I started by going through some of the solutions in Erik's excellent answer. For this one:

SELECT SUM(Records)
FROM 
(
    SELECT COUNT(Id)
    FROM dbo.Users AS u
    WHERE u.Age < 18

    UNION ALL

    SELECT COUNT(Id)
    FROM dbo.Users AS u
    WHERE u.Age IS NULL
) x (Records);

I got the following results from sys.dm_exec_sessions over 10 trials (the query naturally went parallel for me):

╔══════════╦════════════════════╦═══════════════╗
║ cpu_time ║ total_elapsed_time ║ logical_reads ║
╠══════════╬════════════════════╬═══════════════╣
║     3532 ║                975 ║         60830 ║
╚══════════╩════════════════════╩═══════════════╝

The query that worked better for Erik actually actually performed worse on my machine:

SELECT SUM(Records)
FROM 
(
    SELECT 1
    FROM dbo.Users AS u
    WHERE u.Age < 18

    UNION ALL

    SELECT 1
    FROM dbo.Users AS u
    WHERE u.Age IS NULL
) x (Records)   
OPTION(QUERYTRACEON 8649);

Results from 10 trials:

╔══════════╦════════════════════╦═══════════════╗
║ cpu_time ║ total_elapsed_time ║ logical_reads ║
╠══════════╬════════════════════╬═══════════════╣
║     5704 ║               1636 ║         60850 ║
╚══════════╩════════════════════╩═══════════════╝

I'm not immediately able to explain why it's that bad, but it's not clear why we want to force nearly every operator in the query plan to go parallel. In the original plan we have a serial zone that finds all rows with AGE < 18. There are only a few thousand rows. On my machine I get 9 logical reads for that part of the query and 9 ms of reported CPU time and elapsed time. There's also a serial zone for the global aggregate for the rows with AGE IS NULL but that only processes one row per DOP. On my machine this is just four rows.

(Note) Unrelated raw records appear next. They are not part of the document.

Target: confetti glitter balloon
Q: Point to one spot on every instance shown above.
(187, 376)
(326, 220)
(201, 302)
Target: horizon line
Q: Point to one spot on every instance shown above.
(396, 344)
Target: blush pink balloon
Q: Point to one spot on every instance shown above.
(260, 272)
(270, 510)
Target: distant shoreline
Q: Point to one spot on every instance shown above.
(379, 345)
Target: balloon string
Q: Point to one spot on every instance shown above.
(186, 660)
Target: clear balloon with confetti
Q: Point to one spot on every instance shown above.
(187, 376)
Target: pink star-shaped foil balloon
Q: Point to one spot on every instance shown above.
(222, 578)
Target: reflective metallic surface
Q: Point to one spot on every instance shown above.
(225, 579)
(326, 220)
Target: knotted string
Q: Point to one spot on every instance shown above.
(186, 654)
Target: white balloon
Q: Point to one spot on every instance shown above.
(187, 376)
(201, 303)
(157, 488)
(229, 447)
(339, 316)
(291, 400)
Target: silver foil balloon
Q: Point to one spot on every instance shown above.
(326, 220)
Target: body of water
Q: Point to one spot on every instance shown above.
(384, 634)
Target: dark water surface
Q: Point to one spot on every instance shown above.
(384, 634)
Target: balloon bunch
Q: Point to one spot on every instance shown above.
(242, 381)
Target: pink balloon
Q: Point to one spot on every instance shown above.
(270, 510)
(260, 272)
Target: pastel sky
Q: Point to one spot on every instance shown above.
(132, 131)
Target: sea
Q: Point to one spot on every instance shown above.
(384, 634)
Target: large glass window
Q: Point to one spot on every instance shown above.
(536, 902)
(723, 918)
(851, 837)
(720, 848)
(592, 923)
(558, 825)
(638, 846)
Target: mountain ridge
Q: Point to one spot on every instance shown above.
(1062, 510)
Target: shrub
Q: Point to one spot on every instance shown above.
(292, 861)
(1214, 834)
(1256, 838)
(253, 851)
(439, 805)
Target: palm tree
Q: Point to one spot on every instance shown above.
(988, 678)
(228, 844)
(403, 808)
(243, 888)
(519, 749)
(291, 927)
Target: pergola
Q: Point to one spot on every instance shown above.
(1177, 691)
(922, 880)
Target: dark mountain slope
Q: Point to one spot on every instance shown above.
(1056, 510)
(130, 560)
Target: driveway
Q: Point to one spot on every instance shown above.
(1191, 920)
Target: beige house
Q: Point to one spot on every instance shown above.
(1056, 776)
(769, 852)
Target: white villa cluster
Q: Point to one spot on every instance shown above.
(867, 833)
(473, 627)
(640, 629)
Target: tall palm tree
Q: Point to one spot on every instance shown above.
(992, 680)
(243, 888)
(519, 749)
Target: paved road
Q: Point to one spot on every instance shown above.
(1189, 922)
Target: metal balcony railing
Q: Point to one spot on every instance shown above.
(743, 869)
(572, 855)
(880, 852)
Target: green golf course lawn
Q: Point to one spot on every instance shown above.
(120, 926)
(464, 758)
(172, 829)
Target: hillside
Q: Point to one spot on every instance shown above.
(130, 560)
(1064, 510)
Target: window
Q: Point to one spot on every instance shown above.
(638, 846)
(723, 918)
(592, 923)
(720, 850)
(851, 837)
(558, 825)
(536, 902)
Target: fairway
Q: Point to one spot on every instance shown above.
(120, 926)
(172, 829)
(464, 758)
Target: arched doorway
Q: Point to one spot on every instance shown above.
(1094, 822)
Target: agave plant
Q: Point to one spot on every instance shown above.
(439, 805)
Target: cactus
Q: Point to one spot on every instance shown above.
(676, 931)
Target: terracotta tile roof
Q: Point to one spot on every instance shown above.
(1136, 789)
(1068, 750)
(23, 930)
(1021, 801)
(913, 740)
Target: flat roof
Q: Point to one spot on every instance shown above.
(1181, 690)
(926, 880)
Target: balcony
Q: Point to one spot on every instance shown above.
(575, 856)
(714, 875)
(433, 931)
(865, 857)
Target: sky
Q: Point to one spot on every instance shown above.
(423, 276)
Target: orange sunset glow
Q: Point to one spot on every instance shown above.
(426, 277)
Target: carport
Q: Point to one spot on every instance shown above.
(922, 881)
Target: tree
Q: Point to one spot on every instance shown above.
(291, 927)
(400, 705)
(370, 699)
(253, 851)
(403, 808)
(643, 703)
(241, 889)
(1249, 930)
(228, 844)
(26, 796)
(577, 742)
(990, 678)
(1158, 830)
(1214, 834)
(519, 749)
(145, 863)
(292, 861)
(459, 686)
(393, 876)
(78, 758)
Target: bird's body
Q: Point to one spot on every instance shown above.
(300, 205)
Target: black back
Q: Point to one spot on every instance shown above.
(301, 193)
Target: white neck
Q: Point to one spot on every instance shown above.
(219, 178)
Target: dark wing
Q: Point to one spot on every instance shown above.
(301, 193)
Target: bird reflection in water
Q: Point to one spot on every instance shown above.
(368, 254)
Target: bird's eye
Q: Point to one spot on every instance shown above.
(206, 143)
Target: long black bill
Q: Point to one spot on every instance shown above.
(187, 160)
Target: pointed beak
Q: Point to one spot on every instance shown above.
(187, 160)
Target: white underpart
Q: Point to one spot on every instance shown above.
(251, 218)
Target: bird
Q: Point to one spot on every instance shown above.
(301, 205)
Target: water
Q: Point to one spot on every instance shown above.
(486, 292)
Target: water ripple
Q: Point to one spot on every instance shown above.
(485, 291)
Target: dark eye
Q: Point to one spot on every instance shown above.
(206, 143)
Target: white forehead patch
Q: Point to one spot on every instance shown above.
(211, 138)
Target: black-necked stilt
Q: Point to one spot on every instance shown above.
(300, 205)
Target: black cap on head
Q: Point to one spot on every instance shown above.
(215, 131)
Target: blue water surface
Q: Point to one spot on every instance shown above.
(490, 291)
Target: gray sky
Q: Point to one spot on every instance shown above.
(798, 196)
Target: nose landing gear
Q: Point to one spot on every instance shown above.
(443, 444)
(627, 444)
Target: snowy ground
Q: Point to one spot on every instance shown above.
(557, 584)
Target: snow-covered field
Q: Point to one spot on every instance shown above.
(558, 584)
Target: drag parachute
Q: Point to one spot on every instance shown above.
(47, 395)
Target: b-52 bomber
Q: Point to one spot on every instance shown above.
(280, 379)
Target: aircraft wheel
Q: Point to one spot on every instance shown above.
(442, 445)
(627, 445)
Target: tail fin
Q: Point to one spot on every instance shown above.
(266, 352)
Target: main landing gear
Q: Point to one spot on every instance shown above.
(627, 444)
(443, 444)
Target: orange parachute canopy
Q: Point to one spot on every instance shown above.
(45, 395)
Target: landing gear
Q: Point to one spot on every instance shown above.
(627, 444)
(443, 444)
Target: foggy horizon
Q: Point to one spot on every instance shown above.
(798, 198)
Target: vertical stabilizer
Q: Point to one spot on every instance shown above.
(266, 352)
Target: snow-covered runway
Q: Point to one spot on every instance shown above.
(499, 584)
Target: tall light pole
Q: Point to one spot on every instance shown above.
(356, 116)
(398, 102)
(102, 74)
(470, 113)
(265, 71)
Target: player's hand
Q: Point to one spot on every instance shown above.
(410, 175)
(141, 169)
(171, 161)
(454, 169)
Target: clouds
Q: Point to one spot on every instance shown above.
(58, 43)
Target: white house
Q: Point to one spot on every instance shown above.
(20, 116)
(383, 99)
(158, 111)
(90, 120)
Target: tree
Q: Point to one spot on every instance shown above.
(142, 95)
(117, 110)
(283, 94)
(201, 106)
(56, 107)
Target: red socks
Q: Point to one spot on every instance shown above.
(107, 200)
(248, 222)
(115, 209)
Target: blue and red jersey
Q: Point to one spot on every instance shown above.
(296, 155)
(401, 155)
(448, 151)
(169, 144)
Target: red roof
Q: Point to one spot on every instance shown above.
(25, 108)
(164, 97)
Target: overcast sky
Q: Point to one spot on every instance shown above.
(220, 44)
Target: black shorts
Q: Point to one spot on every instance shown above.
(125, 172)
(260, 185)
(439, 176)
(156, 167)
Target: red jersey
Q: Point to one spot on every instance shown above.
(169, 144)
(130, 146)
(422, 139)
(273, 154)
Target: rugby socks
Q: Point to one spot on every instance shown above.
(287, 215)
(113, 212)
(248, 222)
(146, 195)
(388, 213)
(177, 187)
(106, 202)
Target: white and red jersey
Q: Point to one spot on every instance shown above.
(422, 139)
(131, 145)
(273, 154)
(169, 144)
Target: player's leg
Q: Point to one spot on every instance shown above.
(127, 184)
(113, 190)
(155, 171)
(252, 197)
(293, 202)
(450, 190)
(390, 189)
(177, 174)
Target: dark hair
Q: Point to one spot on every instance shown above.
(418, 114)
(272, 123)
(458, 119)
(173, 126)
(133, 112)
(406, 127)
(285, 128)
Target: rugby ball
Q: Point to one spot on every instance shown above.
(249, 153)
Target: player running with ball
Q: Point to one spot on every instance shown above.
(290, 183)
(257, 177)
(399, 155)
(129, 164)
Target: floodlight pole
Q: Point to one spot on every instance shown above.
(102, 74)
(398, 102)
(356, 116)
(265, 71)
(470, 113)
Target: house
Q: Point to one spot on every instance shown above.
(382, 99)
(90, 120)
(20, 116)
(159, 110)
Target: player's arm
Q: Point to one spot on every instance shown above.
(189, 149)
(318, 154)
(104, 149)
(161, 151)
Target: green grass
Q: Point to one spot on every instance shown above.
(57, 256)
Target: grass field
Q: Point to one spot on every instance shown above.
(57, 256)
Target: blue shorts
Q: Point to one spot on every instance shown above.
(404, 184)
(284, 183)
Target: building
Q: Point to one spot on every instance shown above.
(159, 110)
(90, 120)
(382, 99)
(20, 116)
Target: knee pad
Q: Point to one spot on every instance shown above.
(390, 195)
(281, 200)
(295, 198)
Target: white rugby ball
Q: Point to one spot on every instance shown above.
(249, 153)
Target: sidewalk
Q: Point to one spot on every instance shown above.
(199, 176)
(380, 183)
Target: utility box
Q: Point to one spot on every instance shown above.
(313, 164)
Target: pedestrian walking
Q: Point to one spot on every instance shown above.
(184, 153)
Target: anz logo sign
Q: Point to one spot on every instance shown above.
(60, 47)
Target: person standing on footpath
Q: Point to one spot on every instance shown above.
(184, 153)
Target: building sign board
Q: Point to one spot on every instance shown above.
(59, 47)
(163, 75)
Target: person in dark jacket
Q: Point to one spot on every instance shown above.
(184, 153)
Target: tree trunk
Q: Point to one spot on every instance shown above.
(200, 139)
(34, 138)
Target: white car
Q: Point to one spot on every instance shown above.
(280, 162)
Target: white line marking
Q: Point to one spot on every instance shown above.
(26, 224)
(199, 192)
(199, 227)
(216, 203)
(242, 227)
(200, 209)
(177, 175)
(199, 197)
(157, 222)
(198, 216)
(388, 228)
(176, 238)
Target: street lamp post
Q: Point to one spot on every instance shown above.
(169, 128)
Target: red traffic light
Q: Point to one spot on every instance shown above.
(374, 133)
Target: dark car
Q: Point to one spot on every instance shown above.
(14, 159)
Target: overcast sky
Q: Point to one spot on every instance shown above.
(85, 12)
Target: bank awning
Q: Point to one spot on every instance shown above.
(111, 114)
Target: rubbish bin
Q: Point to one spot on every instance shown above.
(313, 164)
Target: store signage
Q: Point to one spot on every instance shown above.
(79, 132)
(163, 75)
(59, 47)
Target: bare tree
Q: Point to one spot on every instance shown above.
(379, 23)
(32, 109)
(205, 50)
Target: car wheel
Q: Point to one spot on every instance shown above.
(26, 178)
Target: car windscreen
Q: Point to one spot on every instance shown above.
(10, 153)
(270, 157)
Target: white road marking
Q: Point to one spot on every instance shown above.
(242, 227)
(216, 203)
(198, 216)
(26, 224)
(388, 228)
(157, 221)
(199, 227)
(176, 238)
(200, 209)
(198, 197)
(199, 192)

My takeaway is that it's most important to optimize the part of the query that finds rows with a NULL for Age because there are millions of those rows. I wasn't able to create an index with less pages that covered the data than a simple page-compressed one on the column. I assume that there's a minimum index size per row or that a lot of the index space cannot be avoided with the tricks that I tried. So if we're stuck with about the same number of logical reads to get the data then the only way to make it faster is to make the query more parallel, but this needs to be done in a different way than Erik's query that used TF 8649. In the query above we have a ratio of 3.62 for CPU time to elapsed time which is pretty good. The ideal would be a ratio of 4.0 on my machine.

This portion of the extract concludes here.